僕たちの終末

あらすじ:近未来。太陽の活動が活発化し地球滅亡が囁かれる日本で、神崎正を地球脱出を計画する。脱出用の恒星間ロケット製作の為の資金集めに立ち上げたHPには「終末は宇宙にいこう」といううたい文句が踊った。これは民間企業の宇宙船作りを通した青春SF物語である。


感想:
先日、堀江貴文さんと岡田斗司夫さんの対談を観ていたら、二人でオネアミスの翼の続編を作りたいという話から、堀江さんのロケット作りの熱弁を聞き。
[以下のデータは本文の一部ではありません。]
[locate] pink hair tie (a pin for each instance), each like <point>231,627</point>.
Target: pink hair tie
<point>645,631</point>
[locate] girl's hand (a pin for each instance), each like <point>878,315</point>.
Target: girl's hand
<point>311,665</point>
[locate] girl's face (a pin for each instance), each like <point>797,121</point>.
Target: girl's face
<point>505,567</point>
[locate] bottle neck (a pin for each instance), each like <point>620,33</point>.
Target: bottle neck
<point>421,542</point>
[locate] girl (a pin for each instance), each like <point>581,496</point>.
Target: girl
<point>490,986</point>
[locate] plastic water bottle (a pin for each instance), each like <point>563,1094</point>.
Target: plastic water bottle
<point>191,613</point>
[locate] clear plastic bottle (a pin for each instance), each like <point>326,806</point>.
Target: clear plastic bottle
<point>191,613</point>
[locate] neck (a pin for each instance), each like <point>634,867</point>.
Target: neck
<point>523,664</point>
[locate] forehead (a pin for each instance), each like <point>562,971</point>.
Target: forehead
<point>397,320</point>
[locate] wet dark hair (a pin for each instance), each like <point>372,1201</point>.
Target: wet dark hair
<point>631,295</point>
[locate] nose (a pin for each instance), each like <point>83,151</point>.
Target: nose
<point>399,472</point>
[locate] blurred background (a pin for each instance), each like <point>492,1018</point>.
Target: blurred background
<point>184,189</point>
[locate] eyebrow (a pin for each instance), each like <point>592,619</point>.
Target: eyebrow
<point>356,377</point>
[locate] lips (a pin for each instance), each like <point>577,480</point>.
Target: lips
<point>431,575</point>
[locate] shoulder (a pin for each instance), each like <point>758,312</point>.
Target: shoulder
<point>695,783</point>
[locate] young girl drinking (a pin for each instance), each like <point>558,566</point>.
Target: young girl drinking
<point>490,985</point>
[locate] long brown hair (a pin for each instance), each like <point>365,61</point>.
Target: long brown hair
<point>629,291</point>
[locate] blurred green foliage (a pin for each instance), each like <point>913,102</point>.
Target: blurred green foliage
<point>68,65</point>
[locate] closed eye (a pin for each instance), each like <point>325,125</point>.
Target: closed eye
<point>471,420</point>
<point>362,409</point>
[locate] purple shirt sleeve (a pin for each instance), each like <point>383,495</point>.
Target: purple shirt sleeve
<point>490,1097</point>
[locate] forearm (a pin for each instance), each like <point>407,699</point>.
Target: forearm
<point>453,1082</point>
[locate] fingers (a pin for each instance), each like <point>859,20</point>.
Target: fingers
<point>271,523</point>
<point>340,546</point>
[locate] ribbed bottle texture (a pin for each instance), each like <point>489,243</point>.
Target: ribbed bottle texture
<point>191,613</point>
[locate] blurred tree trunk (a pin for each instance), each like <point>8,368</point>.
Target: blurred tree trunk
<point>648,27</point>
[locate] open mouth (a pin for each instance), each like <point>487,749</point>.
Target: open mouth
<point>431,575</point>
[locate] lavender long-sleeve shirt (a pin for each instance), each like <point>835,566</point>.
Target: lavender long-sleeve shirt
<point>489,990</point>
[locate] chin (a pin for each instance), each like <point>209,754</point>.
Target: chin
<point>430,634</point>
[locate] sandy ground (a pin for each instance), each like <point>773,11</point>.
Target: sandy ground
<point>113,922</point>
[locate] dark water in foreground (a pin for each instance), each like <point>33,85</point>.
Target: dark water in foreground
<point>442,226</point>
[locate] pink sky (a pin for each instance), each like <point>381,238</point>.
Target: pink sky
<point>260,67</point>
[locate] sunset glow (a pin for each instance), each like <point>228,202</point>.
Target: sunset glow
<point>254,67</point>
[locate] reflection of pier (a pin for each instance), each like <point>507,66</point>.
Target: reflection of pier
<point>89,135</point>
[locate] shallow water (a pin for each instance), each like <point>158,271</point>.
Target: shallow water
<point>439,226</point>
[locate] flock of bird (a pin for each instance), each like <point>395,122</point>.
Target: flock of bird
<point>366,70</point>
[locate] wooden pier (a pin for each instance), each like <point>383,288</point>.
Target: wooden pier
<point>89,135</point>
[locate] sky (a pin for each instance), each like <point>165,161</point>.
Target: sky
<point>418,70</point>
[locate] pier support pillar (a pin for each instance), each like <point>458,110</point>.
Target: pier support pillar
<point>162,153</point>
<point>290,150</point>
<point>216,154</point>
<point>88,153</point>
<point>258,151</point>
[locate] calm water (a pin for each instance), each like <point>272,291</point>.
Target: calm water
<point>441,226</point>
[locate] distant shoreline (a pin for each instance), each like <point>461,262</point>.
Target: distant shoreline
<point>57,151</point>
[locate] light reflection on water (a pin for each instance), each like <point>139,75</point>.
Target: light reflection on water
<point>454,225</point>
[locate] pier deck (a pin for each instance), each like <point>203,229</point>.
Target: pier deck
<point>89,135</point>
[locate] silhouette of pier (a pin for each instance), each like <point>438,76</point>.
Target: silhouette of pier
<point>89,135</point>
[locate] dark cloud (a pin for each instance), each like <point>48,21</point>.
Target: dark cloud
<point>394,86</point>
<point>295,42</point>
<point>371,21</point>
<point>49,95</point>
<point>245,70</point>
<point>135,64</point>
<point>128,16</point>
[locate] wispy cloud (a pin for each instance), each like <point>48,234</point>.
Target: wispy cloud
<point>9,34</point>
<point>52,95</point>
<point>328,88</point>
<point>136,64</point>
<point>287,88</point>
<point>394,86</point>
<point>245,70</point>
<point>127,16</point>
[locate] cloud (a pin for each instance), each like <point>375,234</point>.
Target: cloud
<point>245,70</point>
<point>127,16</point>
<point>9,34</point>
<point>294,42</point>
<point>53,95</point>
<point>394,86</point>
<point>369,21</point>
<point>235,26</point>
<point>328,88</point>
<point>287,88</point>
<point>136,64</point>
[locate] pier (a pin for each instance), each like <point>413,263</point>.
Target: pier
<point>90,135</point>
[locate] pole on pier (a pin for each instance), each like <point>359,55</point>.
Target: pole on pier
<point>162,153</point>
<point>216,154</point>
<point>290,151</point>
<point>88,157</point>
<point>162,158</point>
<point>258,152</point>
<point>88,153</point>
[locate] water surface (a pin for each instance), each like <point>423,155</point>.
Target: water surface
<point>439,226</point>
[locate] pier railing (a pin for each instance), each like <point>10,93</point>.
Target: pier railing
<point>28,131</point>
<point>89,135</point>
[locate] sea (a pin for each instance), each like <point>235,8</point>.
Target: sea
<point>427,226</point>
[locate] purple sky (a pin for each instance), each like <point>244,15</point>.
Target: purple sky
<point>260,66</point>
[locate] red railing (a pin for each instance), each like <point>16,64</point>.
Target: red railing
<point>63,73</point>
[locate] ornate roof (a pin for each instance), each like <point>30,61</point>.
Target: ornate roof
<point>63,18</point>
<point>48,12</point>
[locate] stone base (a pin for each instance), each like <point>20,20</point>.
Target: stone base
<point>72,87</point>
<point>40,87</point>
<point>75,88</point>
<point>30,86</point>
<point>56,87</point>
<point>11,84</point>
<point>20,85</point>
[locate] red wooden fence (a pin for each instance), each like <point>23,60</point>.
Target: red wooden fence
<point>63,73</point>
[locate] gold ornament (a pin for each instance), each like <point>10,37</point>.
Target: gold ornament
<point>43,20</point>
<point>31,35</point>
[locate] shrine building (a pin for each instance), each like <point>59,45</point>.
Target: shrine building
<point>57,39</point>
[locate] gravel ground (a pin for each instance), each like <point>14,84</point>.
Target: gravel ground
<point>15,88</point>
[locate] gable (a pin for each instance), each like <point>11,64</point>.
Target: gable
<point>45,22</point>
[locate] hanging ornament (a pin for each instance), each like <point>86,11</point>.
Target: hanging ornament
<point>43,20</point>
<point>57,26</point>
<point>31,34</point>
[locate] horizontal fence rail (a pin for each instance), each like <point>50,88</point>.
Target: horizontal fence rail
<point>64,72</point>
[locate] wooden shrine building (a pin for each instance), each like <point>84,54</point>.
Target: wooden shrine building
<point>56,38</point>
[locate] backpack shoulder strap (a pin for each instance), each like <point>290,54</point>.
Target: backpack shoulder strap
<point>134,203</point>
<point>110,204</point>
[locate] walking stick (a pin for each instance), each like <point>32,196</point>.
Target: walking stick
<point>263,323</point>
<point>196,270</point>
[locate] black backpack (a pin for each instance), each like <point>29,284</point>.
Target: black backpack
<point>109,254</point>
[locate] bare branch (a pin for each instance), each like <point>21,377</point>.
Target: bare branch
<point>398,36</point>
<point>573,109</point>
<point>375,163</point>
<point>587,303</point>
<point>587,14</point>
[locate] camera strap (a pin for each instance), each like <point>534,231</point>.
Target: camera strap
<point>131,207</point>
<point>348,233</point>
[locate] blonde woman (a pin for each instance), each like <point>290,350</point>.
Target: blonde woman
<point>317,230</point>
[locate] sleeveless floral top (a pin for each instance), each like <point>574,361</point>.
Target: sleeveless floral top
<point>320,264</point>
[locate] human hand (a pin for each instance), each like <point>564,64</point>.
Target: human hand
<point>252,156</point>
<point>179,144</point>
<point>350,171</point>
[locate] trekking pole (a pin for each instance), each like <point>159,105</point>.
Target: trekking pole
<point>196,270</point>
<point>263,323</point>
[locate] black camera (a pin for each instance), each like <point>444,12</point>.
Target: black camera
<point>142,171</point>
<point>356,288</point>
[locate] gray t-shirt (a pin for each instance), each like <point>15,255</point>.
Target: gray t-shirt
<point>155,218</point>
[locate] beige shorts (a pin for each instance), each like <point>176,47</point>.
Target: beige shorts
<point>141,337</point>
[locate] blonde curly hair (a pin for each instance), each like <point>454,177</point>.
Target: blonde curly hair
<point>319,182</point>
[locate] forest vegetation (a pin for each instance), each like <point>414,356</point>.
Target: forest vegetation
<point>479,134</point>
そういえば、部屋の中に読みかけの宇宙船製作モノがあったと読み直したのだが、なかなか良い物語だった。
民間企業が宇宙船を作る上での技術的な問題点の多さやそれを乗り越える方法の説明が大量にあって読んでいて面白かった。物語のある空想化学読本みたいな感じで。
しかし、その分、物語としてはかなり弱く。キャラクターの設定はテンプレだし、主人公のワガママと真意の不明さ、家族との確執の解消は行われず。終盤は長台詞で問題を片付けるってのはどうなんだろう。4章までに積み上げてきた問題を、5章の頭で回想という形で片付けてしまうのはちょっと不満が残った。技術的なモノであれば進歩と思い納得は出来るものの、仲間の退職や敵対会社との合併などは物語として記す必要があったように思う。
それでも、文体がラノベっぽい軽いノリなのですらすら読め、かつ物語としては長いので暇な人にはオススメ。
キャラクターの設定を作り直して全体の年齢を大学生や高校生にすれば5bpのギャルゲでいける。

余談。
こうゆう全てに合理性を求めようとする小説ってのは青春モノよりも推理モノの方が向いているよね。